August wholesale reductions wiped out on September 9th

Wednesday 18th September 2019

It has been a dramatic few days across energy markets, with the pretty steep reductions of August entirely wiped out on a single day – 9th September. Further increases followed the drone attacks on Saudi oil facilities over the weekend that effectively stopped 5% of global crude output.

 On 9th September, there were three announcements that shook power and gas markets. We had EDF (the state generator in France) confirming that faulty components had been identified in some of their nuclear power stations. This immediately brought back memories of 2016 when plant issues were also identified, and EDF had to shut down generation on a rolling basis. France is currently 75% nuclear, so any problem is potentially massive for the French, but also for France’s neighbours (e.g. the UK will routinely import from France but also export generation as required on the continent; a French shortfall of generation thus pushes the price).

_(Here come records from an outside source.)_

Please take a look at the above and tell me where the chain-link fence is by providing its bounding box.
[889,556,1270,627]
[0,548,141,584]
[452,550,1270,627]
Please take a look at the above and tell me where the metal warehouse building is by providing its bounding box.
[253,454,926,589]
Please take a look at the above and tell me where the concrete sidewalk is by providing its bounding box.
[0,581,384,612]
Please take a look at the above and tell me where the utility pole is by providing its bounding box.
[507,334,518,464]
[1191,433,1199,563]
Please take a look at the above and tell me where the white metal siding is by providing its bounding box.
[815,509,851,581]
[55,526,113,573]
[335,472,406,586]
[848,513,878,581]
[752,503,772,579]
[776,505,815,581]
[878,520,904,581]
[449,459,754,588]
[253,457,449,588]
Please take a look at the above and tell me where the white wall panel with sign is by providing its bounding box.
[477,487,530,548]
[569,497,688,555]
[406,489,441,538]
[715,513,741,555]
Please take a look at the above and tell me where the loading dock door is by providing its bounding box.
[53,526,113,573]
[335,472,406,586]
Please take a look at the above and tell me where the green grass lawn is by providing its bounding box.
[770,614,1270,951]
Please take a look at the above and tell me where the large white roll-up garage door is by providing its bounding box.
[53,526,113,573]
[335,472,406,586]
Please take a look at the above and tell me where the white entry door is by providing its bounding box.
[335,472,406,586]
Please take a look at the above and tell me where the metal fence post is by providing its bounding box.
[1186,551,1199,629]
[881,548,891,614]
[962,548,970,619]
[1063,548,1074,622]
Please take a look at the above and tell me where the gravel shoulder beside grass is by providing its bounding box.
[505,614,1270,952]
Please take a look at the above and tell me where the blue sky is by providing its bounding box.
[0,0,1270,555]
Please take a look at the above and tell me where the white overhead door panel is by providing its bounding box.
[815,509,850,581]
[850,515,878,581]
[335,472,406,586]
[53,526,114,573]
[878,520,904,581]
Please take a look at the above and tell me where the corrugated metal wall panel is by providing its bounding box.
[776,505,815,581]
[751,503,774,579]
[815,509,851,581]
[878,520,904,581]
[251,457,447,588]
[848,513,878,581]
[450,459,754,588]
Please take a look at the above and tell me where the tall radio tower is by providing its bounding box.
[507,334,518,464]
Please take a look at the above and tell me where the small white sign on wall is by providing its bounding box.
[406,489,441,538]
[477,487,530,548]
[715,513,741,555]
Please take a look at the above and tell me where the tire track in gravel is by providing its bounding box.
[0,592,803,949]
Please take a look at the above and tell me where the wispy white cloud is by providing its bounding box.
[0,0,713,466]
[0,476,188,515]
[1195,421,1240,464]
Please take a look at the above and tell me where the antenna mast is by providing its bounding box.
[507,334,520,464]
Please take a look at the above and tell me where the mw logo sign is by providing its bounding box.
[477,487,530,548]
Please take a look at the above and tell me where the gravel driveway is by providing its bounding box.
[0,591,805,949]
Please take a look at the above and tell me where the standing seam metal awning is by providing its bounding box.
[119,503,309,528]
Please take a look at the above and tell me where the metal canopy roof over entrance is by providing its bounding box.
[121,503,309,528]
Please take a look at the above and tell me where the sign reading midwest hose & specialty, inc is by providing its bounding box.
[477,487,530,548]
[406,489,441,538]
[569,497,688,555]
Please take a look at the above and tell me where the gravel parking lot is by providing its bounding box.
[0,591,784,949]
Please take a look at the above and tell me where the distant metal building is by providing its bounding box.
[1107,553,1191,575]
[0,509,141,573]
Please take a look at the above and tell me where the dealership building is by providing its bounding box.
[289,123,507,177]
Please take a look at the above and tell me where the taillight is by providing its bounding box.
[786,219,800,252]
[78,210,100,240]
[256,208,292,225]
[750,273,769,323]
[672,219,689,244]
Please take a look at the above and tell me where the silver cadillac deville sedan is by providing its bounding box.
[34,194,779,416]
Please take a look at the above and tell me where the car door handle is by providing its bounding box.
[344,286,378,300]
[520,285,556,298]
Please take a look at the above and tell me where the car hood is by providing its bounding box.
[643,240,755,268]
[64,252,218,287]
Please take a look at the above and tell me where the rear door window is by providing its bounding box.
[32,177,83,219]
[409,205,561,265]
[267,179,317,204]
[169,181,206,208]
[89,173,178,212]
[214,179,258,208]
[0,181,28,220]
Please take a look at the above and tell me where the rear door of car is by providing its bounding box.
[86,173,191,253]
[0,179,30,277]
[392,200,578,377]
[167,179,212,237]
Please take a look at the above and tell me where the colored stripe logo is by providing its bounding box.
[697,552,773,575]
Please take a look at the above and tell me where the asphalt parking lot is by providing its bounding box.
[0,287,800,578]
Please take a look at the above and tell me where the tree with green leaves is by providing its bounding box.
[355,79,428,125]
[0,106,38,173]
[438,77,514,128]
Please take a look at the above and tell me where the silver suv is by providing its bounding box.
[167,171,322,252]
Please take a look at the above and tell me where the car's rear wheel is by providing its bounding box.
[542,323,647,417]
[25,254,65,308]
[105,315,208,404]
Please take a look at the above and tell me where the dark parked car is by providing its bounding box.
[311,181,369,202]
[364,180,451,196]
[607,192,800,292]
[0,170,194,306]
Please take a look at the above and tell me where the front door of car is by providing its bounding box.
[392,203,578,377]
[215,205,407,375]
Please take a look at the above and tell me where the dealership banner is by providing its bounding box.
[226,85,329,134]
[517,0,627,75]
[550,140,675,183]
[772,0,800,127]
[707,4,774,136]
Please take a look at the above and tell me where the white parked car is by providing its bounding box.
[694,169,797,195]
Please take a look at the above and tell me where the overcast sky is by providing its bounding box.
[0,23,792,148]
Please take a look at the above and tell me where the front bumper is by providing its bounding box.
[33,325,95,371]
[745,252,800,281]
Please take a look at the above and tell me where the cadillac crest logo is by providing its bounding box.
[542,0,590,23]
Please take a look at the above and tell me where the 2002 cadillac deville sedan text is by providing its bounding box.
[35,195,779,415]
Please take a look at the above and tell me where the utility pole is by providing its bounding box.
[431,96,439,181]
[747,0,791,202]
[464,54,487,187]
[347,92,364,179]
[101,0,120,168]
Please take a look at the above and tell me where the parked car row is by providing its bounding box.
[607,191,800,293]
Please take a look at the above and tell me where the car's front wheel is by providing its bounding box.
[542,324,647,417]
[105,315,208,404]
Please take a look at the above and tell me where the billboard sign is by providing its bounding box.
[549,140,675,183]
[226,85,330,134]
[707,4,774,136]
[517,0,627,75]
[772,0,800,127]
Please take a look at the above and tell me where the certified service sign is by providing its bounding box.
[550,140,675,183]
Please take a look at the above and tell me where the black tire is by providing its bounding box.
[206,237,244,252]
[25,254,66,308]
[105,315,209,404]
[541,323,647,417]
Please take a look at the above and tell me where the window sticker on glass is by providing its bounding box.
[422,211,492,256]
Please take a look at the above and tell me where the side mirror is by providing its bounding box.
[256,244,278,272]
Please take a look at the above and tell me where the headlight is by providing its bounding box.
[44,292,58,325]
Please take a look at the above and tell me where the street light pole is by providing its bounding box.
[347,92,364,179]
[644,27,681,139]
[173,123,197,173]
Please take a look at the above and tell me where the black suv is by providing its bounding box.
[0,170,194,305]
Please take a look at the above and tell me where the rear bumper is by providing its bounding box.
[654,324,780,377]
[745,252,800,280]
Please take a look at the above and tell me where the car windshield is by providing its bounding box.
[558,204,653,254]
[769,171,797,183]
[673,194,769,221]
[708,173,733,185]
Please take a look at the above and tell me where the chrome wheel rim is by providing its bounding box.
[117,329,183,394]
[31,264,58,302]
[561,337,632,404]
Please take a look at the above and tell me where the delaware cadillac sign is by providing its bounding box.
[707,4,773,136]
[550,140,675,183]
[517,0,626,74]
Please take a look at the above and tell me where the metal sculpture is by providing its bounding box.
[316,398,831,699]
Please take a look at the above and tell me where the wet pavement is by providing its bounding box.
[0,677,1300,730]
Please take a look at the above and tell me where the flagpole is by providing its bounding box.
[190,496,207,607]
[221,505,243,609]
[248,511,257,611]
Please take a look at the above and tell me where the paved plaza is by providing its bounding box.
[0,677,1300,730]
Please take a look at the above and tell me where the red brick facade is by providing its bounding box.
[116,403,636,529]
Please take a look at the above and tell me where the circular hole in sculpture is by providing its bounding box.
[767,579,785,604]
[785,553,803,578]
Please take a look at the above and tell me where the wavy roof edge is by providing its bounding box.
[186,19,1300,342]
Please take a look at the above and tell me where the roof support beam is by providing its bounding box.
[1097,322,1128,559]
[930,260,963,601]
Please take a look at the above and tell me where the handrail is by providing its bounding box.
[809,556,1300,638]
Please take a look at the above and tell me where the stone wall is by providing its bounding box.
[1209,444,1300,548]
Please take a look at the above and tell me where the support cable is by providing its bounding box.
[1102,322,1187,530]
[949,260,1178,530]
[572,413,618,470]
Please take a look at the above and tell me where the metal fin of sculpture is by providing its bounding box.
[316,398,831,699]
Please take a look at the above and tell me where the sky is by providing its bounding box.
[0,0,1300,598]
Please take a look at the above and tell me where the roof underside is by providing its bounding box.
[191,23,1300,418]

 Another announcements that drove prices was the Dutch government confirming they were bringing forward the closure of the Groningen gas field due to earthquakes being caused by gas extraction. Gas was driven higher still when the European Court announced it was limiting Russian gas flows via the Opal pipeline in Germany.

 Whilst we had seen some correction after 9th September, the drone attacks that followed created a surge in oil – the greatest percentage increase since 1988 (so greater than at the time of the Gulf War) – which fed through to the wider energy complex – power, gas, carbon, coal. Prices have now began to correct after the initial spike, as oil falls on the expectation that the disruption will be short-lived, that the facility will soon be back online and US and Saudi stockpiles are more than capable of making up the shortfall. However, there is still the fear that prices will increase if the ultimate perpetrator of the attacks is identified as Iran and some military response follows, with obvious implications for the Strait of Hormuz.

 These events once again emphasis the extreme volatility on global energy costs.